What does this mean for the emergency physician?
- The pulmonary arteries on CT should be approximately 200 or so Hounsefield units (HU).
- What this means is that you slide the cursor over the pulmonary arteries and see what their HUs are. On the computer screens at UMMS, Hounsefield units are on the bottom of the screen and change as you roll the cursor over different densities (bone, soft tissue, calcium, etc).
- If the central pulmonary arteries are a lot less than 200 Hounesfield units (e.g. 100 HU) the scan would be considered suboptimal.
Some predict that in the future WE (the emergency physician) may in fact be held accountable for knowing whether or not a CTPA (CT Pulmonary Angiography) is optimal or not.
References:
(1) Kline-Carolinas Medical Center (2) Journal of Thrombosis and Hemostasis 2007 (3) AJR 2006,2007
Risk Factors for Pulmonary Embolism
- Remember that as many as 20-25% of patients with proven VTE (DVT and PE) will not have identifiable risk factors at the the time you evaluate them.

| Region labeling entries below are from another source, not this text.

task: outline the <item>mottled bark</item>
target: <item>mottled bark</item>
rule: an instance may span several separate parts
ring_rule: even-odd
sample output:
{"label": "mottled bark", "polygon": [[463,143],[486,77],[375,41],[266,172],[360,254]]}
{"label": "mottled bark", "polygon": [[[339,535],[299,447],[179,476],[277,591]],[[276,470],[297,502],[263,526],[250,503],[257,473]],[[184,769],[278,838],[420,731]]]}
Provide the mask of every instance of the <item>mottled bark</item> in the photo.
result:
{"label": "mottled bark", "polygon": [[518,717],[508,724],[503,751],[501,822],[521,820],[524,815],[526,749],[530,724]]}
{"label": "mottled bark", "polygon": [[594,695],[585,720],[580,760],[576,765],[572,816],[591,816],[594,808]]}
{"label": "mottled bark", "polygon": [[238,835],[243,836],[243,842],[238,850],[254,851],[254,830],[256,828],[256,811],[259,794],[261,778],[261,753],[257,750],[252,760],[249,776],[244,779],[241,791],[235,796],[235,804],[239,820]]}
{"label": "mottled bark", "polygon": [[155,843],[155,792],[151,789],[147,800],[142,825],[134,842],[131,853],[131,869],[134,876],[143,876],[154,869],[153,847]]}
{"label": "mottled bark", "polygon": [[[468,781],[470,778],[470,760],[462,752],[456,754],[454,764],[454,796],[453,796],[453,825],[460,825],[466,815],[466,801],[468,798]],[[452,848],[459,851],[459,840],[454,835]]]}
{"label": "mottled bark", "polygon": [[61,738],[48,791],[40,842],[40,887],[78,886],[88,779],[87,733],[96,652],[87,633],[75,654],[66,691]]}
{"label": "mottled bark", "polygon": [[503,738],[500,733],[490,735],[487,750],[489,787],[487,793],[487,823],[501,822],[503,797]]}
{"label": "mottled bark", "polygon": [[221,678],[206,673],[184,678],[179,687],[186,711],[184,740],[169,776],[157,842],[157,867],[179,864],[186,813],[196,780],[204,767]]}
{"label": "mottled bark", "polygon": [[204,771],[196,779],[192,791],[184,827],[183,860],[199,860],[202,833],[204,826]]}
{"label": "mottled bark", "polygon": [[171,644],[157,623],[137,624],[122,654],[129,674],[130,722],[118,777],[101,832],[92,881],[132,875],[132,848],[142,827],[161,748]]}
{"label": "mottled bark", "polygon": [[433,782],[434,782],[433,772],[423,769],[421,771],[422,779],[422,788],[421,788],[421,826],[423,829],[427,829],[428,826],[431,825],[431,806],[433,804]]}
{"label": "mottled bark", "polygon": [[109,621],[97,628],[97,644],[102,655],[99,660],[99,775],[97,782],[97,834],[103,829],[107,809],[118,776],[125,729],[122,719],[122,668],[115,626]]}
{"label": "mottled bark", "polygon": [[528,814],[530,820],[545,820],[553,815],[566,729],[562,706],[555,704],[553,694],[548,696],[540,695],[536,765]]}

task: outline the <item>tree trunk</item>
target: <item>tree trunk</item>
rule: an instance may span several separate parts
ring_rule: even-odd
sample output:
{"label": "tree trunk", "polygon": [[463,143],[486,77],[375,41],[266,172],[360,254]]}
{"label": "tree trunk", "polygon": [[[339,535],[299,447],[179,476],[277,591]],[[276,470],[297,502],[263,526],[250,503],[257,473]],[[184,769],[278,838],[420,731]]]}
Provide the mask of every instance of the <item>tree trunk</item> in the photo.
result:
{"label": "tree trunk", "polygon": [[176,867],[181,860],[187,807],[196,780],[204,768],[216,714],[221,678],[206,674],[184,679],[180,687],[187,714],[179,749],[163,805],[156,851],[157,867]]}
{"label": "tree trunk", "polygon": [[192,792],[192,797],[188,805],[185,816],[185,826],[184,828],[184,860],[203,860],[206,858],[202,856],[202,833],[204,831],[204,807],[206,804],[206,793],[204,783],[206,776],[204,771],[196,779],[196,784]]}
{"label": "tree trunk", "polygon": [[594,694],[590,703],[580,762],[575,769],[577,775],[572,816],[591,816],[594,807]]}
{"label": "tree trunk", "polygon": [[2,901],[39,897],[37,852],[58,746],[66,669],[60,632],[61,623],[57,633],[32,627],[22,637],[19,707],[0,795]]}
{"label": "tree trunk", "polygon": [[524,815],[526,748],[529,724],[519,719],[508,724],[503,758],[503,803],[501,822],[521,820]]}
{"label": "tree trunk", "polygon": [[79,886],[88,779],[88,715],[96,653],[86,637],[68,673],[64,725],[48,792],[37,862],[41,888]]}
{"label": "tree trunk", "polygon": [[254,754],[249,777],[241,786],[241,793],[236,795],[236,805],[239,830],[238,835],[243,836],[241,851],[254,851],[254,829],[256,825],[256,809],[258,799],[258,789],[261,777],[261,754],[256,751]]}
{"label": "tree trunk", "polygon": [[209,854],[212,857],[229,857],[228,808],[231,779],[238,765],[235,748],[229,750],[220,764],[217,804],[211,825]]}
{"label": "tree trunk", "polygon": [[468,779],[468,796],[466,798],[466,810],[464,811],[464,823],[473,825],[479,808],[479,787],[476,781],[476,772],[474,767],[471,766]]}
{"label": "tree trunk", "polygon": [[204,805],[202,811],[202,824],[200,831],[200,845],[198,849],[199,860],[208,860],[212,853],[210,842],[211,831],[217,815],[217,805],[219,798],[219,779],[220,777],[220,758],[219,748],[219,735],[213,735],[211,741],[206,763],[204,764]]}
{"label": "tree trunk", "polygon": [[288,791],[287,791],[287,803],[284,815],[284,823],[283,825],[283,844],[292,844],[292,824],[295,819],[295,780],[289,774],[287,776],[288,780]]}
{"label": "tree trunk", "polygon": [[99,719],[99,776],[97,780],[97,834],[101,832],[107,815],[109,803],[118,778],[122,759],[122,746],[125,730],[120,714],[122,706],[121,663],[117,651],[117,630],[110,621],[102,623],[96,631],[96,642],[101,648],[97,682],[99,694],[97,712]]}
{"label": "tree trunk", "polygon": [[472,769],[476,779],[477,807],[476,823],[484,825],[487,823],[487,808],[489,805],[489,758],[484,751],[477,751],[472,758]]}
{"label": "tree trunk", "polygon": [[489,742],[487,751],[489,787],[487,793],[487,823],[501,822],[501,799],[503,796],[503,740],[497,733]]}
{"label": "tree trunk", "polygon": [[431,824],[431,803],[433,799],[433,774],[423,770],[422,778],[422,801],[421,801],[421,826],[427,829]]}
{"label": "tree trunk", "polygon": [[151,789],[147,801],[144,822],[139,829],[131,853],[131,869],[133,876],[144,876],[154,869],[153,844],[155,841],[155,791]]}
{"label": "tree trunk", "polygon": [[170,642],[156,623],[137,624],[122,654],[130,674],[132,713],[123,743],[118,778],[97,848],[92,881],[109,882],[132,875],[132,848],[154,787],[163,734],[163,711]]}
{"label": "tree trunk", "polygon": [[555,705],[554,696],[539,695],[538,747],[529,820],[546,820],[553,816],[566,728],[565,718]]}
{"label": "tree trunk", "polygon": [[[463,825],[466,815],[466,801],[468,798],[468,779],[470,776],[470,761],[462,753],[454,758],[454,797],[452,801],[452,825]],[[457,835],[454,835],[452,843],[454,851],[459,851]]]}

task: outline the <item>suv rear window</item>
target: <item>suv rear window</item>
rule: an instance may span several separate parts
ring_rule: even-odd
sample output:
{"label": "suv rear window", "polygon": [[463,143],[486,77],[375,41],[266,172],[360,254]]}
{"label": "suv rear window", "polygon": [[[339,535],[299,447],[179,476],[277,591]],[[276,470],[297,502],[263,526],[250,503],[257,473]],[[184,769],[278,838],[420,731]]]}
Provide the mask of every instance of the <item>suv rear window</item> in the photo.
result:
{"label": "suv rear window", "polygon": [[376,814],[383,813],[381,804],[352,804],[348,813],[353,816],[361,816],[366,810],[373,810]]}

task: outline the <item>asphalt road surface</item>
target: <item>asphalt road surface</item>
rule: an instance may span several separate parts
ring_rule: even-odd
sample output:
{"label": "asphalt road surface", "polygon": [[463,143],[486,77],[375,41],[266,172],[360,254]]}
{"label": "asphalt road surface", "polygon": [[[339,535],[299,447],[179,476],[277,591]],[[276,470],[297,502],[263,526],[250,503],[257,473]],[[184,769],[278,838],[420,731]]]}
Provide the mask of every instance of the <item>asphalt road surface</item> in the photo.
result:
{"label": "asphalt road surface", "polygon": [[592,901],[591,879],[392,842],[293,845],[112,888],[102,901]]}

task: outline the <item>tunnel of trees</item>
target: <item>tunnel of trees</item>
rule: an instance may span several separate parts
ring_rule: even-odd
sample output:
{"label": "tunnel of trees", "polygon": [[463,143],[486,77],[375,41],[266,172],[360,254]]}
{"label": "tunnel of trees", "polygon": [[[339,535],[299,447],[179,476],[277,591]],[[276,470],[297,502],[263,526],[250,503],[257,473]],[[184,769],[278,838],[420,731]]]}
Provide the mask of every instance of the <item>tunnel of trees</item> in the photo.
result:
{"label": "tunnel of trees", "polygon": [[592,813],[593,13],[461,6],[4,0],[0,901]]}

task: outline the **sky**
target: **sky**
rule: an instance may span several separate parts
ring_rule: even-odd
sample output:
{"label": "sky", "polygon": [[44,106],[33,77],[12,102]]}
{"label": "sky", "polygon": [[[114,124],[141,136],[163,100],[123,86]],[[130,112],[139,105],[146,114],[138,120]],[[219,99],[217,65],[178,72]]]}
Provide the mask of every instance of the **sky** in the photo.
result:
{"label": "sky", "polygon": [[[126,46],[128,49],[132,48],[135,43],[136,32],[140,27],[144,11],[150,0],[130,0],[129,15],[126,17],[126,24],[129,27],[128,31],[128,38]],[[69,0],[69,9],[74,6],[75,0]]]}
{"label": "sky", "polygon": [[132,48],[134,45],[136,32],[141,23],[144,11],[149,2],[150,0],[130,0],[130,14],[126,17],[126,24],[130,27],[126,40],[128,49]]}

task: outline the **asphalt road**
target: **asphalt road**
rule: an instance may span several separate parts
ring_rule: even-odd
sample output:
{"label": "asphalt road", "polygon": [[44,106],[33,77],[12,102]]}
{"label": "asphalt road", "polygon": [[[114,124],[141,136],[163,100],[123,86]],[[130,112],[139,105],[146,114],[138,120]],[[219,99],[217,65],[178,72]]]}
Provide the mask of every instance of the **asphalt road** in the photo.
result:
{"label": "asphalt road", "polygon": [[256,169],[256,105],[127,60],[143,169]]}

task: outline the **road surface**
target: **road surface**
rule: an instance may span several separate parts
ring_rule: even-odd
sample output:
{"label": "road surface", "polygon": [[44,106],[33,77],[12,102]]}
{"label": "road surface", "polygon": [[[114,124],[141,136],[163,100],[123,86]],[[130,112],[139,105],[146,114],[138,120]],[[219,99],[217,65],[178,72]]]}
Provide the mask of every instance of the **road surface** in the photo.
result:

- 6 hours of flight (or car ride) with the knees flexed at about 90 degrees is considered by many to be a risk factor.
- Inflammatory bowel disease (Crohns and Ulcerative Colitis) are hypercoagulable disorders and have been linked to VTE.
Can you imagine one of our patients saying"Dr. Abaraham, I have what is known in the hematology community as a Factor 5 Leiden mutation"?